When you learn how to buy houses with creative financing you will be able to do more deals and make more money.
What is creative financing? It is when you buy houses without using bank financing or private lenders. Creative financing requires very little cash to buy houses. Creative financing could be buying a house subject-to existing financing or with seller financing. With creative financing it is important to work directly with the seller.
Creative financing is also when you sell houses with seller financing so your buyers do not need to get bank financing.
Why use creative financing? Because you don’t need much cash and you are not slowed down with bank rules and regulations, you can buy more houses… faster. You don’t need to pay points or high interest to private lenders so you’ll keep more of the profit for yourself (make more money).
Here’s a wholesaling example:
We recently posted a motivated seller lead. The seller agreed to sell his house subject to the $29,500 mortgage with only 14 years to pay it off plus $10,000 to the seller. The ARV (after repaired value) is $95,000 to $100,000.
Instead of the buyer needing to come up with $40,000 cash, they only need $10,000 to do this deal.
But it gets even better because the buyer will be able to sell this same property with seller financing for at least $80,000 (more than twice what he paid for it) and likely get all of his $10,000 back plus monthly cash flow of $200 or more. If his buyers every refinance, the investor will get an additional $30,000 cash.
If the investor had to pay $40,000 cash it would limit his exit strategies to either a cash buyer or a buyer who could get bank financing.
Here’s another example which was recently posted in the Community Forum:
An investor was able to get a contract to buy a $450,000 house for $350,000 cash. The house is in perfect condition. It looks like a $100,000 profit potential BUT, the exit strategies are limited because this is a cash deal. The investor is not likely to find a cash buyer for this property and even if he does, he will probably only make $10,000 wholesaling profit.
If the investor did a Highest Bidder Sale to find a retail buyer for closer to $450,000, the buyer will likely need to get bank financing which takes time and cost a lot of money. Anytime bank financing is involved, you also run the risk that the deal can fall apart at the last minute.
If, instead, the investor has negotiated to buy the property subject-to the $350,000 mortgage or negotiated to buy the property with seller financing, then he would have many more exit strategies available to him.
If this deal had been negotiated to buy with creative financing, then the house could be sold with creative financing which would greatly increase his profits. It would also make it possible to close faster. Here are some exit strategies he could use if the property were being purchased with creative financing:
He could sell with a Highest Bidder Sale for the highest down payment. Sales price would be $450,000 sold with seller financing. He’s likely get $50,000 to $100,000 down then monthly cash flow of $500 a month or more.

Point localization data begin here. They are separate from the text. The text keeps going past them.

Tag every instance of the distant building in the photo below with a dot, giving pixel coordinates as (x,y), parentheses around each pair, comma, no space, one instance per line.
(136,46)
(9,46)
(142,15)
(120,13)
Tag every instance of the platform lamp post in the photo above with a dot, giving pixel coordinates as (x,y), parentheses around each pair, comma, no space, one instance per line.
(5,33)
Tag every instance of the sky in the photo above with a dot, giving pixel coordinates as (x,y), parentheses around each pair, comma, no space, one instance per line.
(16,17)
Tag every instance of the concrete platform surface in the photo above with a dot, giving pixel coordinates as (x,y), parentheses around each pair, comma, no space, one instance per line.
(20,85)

Or, he could just advertise that the property is for sale with seller financing, skipping the Highest Bidder Sale. He would probably get $45,000 down and a nice monthly cash flow.

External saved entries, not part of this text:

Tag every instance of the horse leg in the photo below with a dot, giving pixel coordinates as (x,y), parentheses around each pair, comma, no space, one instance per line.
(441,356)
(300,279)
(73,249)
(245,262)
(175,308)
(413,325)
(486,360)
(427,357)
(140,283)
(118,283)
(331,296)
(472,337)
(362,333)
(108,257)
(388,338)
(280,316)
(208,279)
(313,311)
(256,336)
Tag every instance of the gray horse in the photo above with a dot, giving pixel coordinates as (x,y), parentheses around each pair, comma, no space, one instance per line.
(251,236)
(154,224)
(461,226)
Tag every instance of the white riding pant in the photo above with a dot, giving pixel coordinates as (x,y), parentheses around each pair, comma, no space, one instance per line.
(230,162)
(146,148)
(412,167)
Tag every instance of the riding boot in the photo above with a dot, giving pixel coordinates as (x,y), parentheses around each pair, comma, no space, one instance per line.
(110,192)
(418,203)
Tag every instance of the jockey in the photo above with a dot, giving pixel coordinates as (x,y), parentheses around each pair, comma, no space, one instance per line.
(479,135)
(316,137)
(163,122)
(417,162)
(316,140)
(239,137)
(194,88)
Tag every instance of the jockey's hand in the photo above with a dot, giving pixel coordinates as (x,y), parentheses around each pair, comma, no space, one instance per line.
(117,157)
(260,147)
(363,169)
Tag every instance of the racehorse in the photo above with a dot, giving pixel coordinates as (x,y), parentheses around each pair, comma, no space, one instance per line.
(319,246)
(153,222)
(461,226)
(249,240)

Or, he could just rent out the house making a nice cash flow.
If this property were purchased with creative financing, any way the exit strategy is structured the investor is much more likely to find a buyer and make a large profit.
If you negotiate to buy with cash, even way below market, you really limit your exit strategies.
Buying with creative financing is a good way to acquire rental properties. It’s important to negotiate payments to the seller that are low enough so you will have a nice cash flow.
When you buy with creative financing, you have more exit strategy options, so you can do more deals and make more money.